Рейчел ложится ему на грудь и заглядывает в глаза:
– Пит, без тебя я не справилась бы. Честное слово. – Она целует его в губы.
– Нет, это ты, милая. Ты спасла свою дочь, свою семью. Именно ты, – настаивает Пит. – Ты все можешь.
– Ха! Последние несколько лет я чувствовала себя полной неудачницей. За любую черную работу хваталась, официанткой была ради того, чтобы Марти учился на адвоката. И до этого тоже. Когда натаскивала Марти к поступлению на юридический, на пробном тесте я набрала семьдесят один процент, а Марти – пятьдесят девять.
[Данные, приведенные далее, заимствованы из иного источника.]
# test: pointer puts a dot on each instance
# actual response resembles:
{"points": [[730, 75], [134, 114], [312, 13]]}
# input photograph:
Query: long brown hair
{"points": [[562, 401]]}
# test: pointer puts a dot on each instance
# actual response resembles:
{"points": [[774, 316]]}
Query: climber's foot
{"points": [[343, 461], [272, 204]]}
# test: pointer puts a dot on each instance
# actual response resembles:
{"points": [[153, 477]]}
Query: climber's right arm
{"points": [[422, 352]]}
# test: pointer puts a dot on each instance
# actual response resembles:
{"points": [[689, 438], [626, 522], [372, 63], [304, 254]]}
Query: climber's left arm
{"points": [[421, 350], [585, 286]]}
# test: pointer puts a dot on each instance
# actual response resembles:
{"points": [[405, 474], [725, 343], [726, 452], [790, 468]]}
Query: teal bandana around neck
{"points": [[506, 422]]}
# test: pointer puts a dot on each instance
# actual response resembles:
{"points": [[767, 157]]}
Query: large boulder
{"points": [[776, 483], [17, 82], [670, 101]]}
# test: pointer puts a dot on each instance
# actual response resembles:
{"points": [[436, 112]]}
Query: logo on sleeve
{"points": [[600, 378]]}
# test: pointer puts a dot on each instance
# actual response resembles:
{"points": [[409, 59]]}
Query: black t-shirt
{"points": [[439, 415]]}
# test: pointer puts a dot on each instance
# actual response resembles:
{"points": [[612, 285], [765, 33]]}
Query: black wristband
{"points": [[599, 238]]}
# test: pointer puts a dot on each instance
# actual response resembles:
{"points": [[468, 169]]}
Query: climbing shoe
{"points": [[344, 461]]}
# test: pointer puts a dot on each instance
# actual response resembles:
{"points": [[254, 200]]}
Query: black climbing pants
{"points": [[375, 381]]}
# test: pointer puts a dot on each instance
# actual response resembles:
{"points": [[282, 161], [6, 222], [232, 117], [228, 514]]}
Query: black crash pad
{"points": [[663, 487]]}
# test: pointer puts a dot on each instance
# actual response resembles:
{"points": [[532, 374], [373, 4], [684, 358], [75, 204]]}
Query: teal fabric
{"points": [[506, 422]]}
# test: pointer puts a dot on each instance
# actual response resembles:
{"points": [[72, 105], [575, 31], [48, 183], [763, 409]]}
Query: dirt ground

У меня был потенциал, Пит, а я его профукала.
– Ты все исправила, Рейч. Ты Кайли спасла, разве это не здорово? – вопрошает Пит.
Рейчел качает головой. Возвращение Кайли – самое настоящее чудо, а чудеса в заслугу себе не ставят. Она кладет ладонь ему на грудь и чувствует биение сердца. Удары спокойные, размеренные. У него три татуировки: змей уроборос, эмблема морпехов и римская цифра V.
– Что означает римская V?
– Пять командировок на ТВД.
– А уроборос?
– Он напоминает мне, что ничто не ново под луной. Людям и горше приходилось.
Рейчел вздыхает, снова целует Пита и чувствует, как он под ней трепещет.
– Вот бы этот момент длился вечно! – говорит она.
– Так и будет, – радостно отвечает Пит.
«Нет, не будет», – думает Рейчел.
Часть II
Монстр в лабиринте
43
Конец восьмидесятых. Грязная коммуна хиппи в Крите, штат Нью-Йорк. Серое, дождливое утро начала осени. Коммуна построена вокруг ветхих фермерских домишек. Существует она с лета 1974 года, хотя ни один из ее членов особо не разбирался ни в животноводстве, ни в земледелии, ни в ведении хозяйства вообще.
За полтора десятка лет название коммуны менялось несколько раз. То «Дети Астериона», то «Дети Европы», то «Дети Любви», то еще что-нибудь. Название, впрочем, роли не играет. В «Нью-Йорк дейли ньюс» сообщение о случившемся тем осенним утром попадет под броским заголовком «Провинциальная секта: наркотики + секс = жестокая расправа».
Но пока в коммуне тихо и мирно.
Лучик, ходунок лет двух от роду, играет на улице со своей близняшкой Рыжиком, с другими малышами, детьми постарше, собаками и цыплятами. В грязном поле за гумном они возятся без присмотра взрослых. Дети мокрые, грязные, но кажутся счастливыми.
В амбаре чуть более десятка молодых людей сидят кругом и трипуют от оранжевого бочонка и оконного стекла
[41]. В конце восьмидесятых набралось бы человек тридцать-сорок, но то была золотая пора экспериментов с альтернативными формами проживания. С тех пор утекло немало воды. У восьмидесятых настроение совсем другое, и коммуна медленно умирает.
Сегодняшние события окажутся жутким финалом ее истории.
У двора фермы останавливается автофургон. Из него вылезают старик и молодой мужчина. Переглянувшись, оба натягивают лыжные маски. У каждого по курносому уродцу-револьверу 38-го калибра, такие в самый раз для прогулки субботним вечером.
Мужчины заходят в амбар и спрашивают трипующую молодежь, где Алисия. Очевидно, никто не знает ни где Алисия, ни даже кто она такая.